Depuis 50 ans, un mystère fascine la Norvège : qui est cette femme, dont le corps carbonisé a été découvert en 1970? Les éléments pour l’identifier ont été effacés. Mais de récentes analyses disent qu’elle a pu passer son enfance dans l’est de la France.
Ce corps hante la Norvège. Celui d’une femme, en partie calciné. Derrière ce corps, un mystère judiciaire de cinquante ans. Découvert le 29 novembre 1970 dans la verte vallée d’Isdalen, près de Bergen, il reste à ce jour non identifié. Fascinante et passionnante histoire. Elle passionne parce qu’elle fleure bon le polar scandinave. Elle fascine parce que les hypothèses poussent les curieux vers le monde de l’espionnage et des secrets d’Etat.
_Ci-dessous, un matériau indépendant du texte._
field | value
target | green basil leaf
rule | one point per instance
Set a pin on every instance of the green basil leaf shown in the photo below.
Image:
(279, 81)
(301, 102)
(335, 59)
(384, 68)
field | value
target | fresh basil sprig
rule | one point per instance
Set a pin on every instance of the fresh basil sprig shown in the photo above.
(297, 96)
Le cadavre gît sur une pente rocheuse lorsqu’il est trouvé par un père et ses enfants durant une promenade. Ils sont au milieu de rien. Les images sont terrifiantes, et la marche est bien longue pour aller prévenir les secours. Posée sur le dos, la tête penchée en arrière, la victime a les bras levés devant elle, caractéristique des personnes exposées aux flammes. D’après l’autopsie, «la mort est probablement due à une association de barbituriques et de monoxyde de carbone. Les brûlures ont pu contribuer au décès». Meurtre, accident ou suicide?
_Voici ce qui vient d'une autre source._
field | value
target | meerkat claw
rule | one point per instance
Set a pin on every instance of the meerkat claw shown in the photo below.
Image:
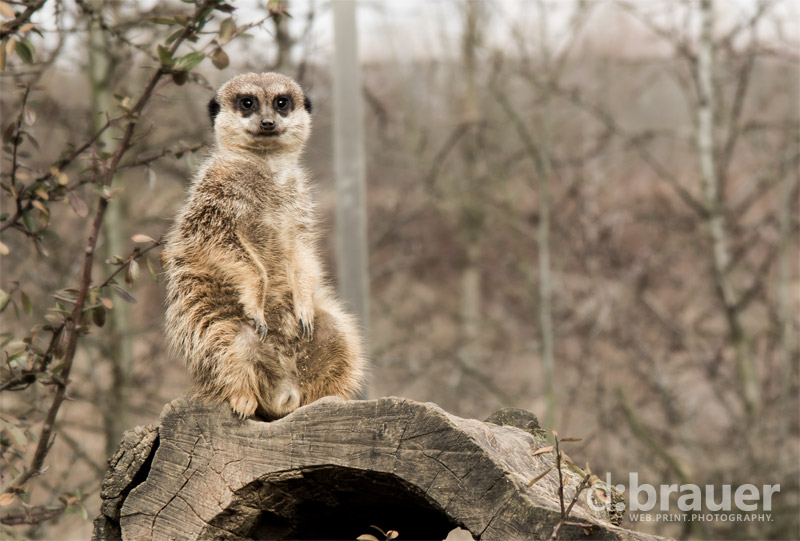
(261, 328)
(308, 329)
Les restes de ses affaires sont récupérés par la police norvégienne. L’intrigue démarre là : les étiquettes des vêtements ont été découpées. Les numéros de bouteilles en plastique ont été grattés. Impossible de les retracer.
Plusieurs fois, les hommes du Service national des enquêtes criminelles (Kripos) ont pensé réaliser des avancées décisives. Ils ont trouvé deux valises consignées en gare de Bergen. Elles appartenaient à la femme décédée. «C’était l’euphorie, beaucoup s’imaginaient qu’on était sur le point de résoudre l’affaire», raconte un enquêteur à la presse locale.
Le souffle retombe vite : encore une fois, on a fait disparaître toutes les marques des objets, même celle de la brosse à cheveux. Et ça se complique encore : les bagages révèlent une femme experte dans l’art de changer d’apparence. Elle détenait des perruques, une paire de lunettes non correctrice. Dans un bloc-notes, une page contient des lettres et de chiffres. Des séries que les policiers vont s’évertuer à décoder.
Sept passeports utilisés
Une piste les guide vers un commerce de chaussures, où l’inconnue a acheté une paire de bottes, et vers un hôtel de Stavanger où elle a séjourné. Le réceptionniste reconnaît un portrait-robot. Elle s’est inscrite sous le nom de Finella Lorck, elle se disait belge. La presse titre à l’époque sur la fin de l’histoire. Erreur : ce nom n’existe pas. Comme tous ceux utilisés durant son périple norvégien. La police suppose qu’elle a utilisé sept passeports et autant d’identités différentes. Au bout de quelques semaines, les services du contre-espionnage prennent le relais. Le carnet retrouvé dans la valise livre sa vérité : il s’agit des voyages de l’inconnue en Europe. Le dernier déplacement l’a menée de Paris à Stavanger. Les dates collent avec des essais de missiles de l’armée norvégienne. Des spécialistes croient à la thèse d’un agent secret étranger. On n’ira pas plus loin. Officiellement, les autorités referment le dossier sur une personne non-identifiée qui s’est donné la mort. Cela peut sembler commode.
Espionnage, secrets d’État : le mystère de l’inconnue est un vrai polar scandinave
Mais en 2016, les journalistes norvégiens de NRK relancent l’affaire. De nouvelles analyses graphologiques des enregistrements d’hôtel démontrent des ressemblances avec des types d’écritures francophones. Une analyse isotopique du strontium et de l’oxygène prélevé sur les dents laisse penser que la femme a passé son enfance soit dans les Balkans, soit en Allemagne ou le long de la frontière franco-allemande. Or, lors d’échanges dans la langue de Goethe avec des hôteliers, elle aurait commis des fautes de langage excluant la thèse allemande. Ce mystère pourrait alors trouver son origine… dans l’est de la France.